Not just for Christmas
Matthew Dennison
Spectator, The London
Jan 02, 2009 19:00 EST
I live with a supermodel -- excessively fussy about diet and grooming. Sadly this gorgeous creature has four legs not two, and is a boy not a girl. He is a Pekingese dog and, five years ago, he was a birthday present from my wife. (She, too, of course, is a supermodel. ) My Pekingese is extremely special. Every British Pekingese is currently extremely special. In figures published recently, the Kennel Club lists only 567 pekes in the country, with only seven accredited peke breeders. This works out at around one peke per 100,000 of population. This challenges the principle of a little going a long way. For God's sake, this challenges the principle of the parable of loaves and fishes.
How did this happen? And what are we doing about it?
If the Pekingese were a bird, bearded weirdos in dodgy footwear would be launching a nationwide rescue campaign backed by Defra. The peke would become a car sticker, one tail-wag away from being tax deductible (there's a thought). Instead, no one has noticed. And no one much cares.
Pekes, like supermodels, conjure up a definite image. A peke is the bouffant armwarmer into which Dame Barbara Cartland morphed shortly before her departure to the great kennels in the sky. He is forever Tricky Woo, that fat, white, cake-eating canine who, in the 1970s, stole the show in All Creatures Great and Small. A peke is something risible and Mills & Boon-ish, glimpsed in soft focus in old-fashioned society portraits: spoilt, useless, purely decorative.

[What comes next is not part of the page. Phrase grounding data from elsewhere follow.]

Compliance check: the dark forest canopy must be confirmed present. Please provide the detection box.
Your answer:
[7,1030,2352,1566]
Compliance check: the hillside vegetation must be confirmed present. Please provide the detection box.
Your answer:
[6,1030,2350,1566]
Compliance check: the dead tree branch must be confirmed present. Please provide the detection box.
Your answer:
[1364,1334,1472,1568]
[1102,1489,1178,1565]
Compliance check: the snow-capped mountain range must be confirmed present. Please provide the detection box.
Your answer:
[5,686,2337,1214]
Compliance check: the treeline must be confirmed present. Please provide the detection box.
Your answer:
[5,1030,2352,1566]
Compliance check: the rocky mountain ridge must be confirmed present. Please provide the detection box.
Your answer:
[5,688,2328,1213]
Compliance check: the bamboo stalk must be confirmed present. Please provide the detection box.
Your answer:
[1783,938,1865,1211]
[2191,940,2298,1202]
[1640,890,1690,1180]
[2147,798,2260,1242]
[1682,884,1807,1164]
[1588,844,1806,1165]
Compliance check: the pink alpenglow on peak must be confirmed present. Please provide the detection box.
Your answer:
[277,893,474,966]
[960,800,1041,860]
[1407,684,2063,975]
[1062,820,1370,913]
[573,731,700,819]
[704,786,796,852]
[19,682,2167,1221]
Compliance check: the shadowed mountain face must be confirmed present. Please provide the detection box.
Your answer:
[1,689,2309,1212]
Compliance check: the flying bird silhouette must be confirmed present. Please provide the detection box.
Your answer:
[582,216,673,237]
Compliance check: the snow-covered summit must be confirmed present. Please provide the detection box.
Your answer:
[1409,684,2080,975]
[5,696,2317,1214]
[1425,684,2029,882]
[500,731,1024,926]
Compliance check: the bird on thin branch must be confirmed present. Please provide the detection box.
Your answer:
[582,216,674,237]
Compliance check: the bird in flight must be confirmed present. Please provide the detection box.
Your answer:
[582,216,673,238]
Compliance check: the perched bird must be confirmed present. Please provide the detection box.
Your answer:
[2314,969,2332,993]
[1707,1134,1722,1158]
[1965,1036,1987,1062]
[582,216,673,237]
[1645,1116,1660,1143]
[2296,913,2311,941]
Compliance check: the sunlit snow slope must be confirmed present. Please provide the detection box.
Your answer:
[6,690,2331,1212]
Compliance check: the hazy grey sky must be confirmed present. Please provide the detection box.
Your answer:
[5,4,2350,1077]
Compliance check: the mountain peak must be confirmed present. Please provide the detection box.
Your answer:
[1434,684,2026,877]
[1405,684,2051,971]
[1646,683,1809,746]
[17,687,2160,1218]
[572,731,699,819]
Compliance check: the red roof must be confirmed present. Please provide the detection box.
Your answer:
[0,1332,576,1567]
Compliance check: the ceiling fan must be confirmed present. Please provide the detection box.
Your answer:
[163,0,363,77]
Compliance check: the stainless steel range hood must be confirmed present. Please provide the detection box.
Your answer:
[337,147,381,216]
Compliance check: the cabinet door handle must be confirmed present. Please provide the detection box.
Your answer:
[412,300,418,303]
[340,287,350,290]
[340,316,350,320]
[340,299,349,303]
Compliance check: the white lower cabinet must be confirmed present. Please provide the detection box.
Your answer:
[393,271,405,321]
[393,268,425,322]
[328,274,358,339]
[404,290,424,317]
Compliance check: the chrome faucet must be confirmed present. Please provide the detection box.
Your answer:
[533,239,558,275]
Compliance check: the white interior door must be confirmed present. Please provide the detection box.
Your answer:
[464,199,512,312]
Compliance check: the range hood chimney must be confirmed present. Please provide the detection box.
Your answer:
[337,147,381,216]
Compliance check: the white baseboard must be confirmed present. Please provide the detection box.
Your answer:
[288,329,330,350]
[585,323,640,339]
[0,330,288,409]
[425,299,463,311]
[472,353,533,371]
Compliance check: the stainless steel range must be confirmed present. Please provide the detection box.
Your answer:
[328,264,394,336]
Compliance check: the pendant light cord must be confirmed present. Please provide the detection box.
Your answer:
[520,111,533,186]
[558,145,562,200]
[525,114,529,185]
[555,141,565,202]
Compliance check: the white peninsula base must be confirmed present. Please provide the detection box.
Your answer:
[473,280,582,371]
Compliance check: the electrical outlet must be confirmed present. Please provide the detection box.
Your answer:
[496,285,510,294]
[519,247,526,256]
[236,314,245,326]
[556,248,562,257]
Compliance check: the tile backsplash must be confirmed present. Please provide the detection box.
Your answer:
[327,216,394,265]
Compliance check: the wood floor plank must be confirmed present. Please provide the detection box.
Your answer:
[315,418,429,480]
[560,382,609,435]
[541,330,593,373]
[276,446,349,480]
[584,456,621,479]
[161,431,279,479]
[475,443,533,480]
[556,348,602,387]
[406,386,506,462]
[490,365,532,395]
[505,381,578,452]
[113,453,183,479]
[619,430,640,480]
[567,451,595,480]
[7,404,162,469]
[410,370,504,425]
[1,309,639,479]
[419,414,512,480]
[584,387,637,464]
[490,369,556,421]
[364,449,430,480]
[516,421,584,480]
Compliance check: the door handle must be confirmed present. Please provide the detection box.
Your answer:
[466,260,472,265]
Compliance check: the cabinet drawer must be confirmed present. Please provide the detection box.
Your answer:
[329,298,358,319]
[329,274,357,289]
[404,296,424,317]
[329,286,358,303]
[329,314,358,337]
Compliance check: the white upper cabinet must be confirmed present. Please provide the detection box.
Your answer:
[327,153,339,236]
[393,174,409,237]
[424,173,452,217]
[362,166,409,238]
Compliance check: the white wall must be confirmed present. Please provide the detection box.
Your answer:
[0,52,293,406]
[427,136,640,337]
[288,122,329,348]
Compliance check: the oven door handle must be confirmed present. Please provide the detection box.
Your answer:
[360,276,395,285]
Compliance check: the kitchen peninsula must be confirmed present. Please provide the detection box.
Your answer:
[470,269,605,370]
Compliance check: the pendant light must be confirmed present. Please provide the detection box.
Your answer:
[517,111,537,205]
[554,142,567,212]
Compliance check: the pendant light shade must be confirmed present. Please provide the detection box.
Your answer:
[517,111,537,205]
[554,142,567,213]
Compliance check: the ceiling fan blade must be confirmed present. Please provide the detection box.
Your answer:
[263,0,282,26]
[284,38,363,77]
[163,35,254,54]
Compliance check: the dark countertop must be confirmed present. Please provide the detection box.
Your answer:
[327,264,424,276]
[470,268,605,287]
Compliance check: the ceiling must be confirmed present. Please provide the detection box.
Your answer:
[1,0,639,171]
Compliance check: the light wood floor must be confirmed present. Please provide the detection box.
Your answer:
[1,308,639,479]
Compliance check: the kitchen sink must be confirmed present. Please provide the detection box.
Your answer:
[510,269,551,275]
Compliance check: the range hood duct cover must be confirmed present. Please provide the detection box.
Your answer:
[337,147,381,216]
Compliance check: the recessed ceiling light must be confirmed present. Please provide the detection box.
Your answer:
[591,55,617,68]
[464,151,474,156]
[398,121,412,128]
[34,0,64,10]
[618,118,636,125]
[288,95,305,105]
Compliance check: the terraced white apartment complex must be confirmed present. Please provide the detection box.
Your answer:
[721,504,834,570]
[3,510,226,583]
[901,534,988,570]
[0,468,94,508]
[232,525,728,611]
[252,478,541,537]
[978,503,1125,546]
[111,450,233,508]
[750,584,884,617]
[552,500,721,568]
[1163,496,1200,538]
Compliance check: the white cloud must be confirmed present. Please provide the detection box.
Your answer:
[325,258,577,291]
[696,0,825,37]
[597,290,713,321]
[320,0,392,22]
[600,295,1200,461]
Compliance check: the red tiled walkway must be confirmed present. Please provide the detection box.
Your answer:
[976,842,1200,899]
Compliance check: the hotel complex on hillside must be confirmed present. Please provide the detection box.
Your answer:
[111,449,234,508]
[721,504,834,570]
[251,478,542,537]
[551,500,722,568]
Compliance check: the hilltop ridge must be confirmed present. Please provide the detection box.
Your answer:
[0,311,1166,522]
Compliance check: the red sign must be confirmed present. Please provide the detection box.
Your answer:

I don't know about you, but I've just convinced myself anew. Sounds fantastic. What other antidote to austerity Britain can be snapped up for a few hundred quid and give 15 years of pleasure, lasting precisely long enough to accompany you from bust to boom and back again? Beats any saving plan yet devised -- and it comes with its own sound effects, a deep, throaty snoring, like Alf Garnett asleep under a knotted hankie on the beach at Broadstairs.
Canine fashion is an unfathomable business. The Kennel Club points out that declining peke figures are balanced by rising numbers of shih tzus and lhasa apsos, a slight I consider on a par with a breeder offering a part-exchange: your old Norfolk terrier for a new Yorkie. Who are the people making shih tzus and lhasa apsos so popular? Can they compare with the rollcall of Britain's past peke owners: Queen Victoria, Rumer Godden, Beatrix Potter?
Such a galaxy, clearly, is not enough. Is it then a question of effort? Pekingese were once the exclusive playmates of Chinese emperors, waited on by their own staff of eunuchs and housed in their own gilded palace. They are imperious, largely untrainable little dogs, who seldom do anything except what they want (they are therefore, as I have found, excellent practice for new parents). Their intractable natures make demands on owners. Then there's the grooming. And of course they don't really do anything (snipe shooting, anyone? ). I'm forced to the conclusion that, as a society, we have lost patience with anything that ticks the twin boxes of decorative and demanding. And that is surely dangerous.
Operating on this principle, the British would never have governed princely India.
French kings would have spurned those splendid mistresses who fanned the flames of a luxury goods trade that continues to this day. Coutts would have pulled the plug on the Queen Mother's overdraft. And the Angel of the North would never have cast its bulky shadow over unlovely Gateshead.
There are economic, social and cultural implications in turning our backs on those aspects of our national life which do little but demand much in return for a glorious façade.
No matter that the Pekingese has lost the majority vote: the minority voice is democracy's triumph, mass rule invariably a precursor to loss of freedoms. Survival of the fittest may be the guiding principle of Mother Nature, but it is the opposite approach to that adopted by the Nanny State.
During the sacking of Peking in 1860, it was an Englishman who made away with five small, flat-faced dogs whose owner had committed suicide and whose house was disappearing under the torch. French soldiers in the nearby camp looted porcelain and jade.
But Captain Hart Dunne rescued the terrified dogs and nursed them through the long voyage back to Blighty. He presented one to Queen Victoria, who, without apparent irony, christened the dog Looty.
How heart-warmingly British -- to save the underdog, then treat it as a friendly joke.